Saturday, December 4, 2010

Who is Sophie Scholl?

Her father Robert Scholl had credentials in taxation and law, though he most enjoyed reading All Quiet on the Western Front by Erich Remarque. During the First World War he took a pacifist stance and served as a member of the ambulance corps. Her mother was a Lutheran lay preacher.

In the spring of 1932 the family moved to Ulm where hills, caves, green fields and woods surrounded the city. Sophie wrote of her deep affinity with nature:

"I can never look at a limpid stream without at least dangling my feet in it. I cannot walk past a meadow in May. There is nothing more enticing than a fragrant piece of land...Luxuriant in its flowers, and I am knee-deep amid luscious grass and flowers... I press my face to the tree's dusky, warm bark and think 'My homeland', and I am so inexplicably grateful."--In Vinke, The Short Life of Sophie Scholl, pp. 27-28

“Tradition and Risk” is today the motto of Ulm.

Sophie became a trainee kindergarten teacher and was promptly beheaded at the age of twenty-one. That is, because she had social concern.

“I’d be lying if I told you that the children give me unadulterated pleasure. Almost every face conveys so clearly what it promises to become in future: in other words, the kind of people (Nazis) that exist today”. A letter to Fritz Hartnagel, 17 June 1940

The concern for the future of those children spurred her and the White Rose student resistance. God was a unifying factor for the members of the white Rose. “They all emphasized Christianity as the basis for moral regeneration in a post-Hitler Germany.” McDonough 95

Klaus Schlaier, interviewed by McDonough, is manager of Einstein-Haus which runs a photographic exhibition dedicated to the White Rose in Ulm. Sophie’s life, like the witness of the White Rose, was brief yet trenchant.

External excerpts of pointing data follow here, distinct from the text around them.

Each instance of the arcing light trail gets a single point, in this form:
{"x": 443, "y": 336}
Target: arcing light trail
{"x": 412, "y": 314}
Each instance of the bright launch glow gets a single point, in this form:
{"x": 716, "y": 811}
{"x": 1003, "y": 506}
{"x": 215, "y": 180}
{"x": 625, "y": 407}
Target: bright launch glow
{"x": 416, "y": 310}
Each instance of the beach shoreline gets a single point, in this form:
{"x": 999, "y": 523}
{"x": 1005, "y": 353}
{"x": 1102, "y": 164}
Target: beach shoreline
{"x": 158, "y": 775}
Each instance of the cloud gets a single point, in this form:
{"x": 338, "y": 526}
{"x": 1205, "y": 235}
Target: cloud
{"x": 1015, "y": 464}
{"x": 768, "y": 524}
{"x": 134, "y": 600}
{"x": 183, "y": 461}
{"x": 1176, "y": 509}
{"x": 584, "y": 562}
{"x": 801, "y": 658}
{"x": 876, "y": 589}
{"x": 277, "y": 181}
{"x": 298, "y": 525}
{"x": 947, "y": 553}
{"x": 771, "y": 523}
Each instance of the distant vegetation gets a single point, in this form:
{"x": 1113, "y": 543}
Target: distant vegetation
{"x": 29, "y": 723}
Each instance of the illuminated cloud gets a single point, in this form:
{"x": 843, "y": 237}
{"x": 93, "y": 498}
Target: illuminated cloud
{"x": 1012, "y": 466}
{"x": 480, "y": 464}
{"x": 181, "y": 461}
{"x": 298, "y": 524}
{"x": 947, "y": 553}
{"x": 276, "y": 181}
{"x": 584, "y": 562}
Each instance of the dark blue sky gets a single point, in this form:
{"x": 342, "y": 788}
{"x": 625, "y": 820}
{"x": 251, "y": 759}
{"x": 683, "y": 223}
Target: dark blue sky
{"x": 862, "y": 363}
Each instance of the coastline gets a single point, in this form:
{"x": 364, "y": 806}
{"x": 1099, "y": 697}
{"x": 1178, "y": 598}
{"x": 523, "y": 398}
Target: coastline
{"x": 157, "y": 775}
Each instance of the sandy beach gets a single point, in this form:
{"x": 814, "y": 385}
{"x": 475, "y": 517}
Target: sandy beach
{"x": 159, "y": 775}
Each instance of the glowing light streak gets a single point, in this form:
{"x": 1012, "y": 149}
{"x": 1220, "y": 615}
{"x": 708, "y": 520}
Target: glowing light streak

Klaus Schlaier expanded on the aims of the group for the future of Germany. “They wanted a liberal idea of parliamentary democracy, which upheld basic rights: free speech, democratic elections, freedom of religion, free trade, toleration, a united Europe within Federal states. They were very international in outlook. They wanted a peaceful world, but they were also prepared to oppose tyranny and fight for human rights.“

The day of her sentencing Sophie made clear one desire, a single word written on the pamphlet she received in court: Freiheit (Freedom).

Thankfully we have more words to describe her. In Sophie Scholl: The real story of the woman who defied Hitler (2009) Frank McDonough writes, “Sophie in Ulm was nicknamed Baubamadle (tomboy), because of her ability to climb the tallest trees and her short boyish haircut.” She was an Amazon who transcended her times, a sign of hope for our own.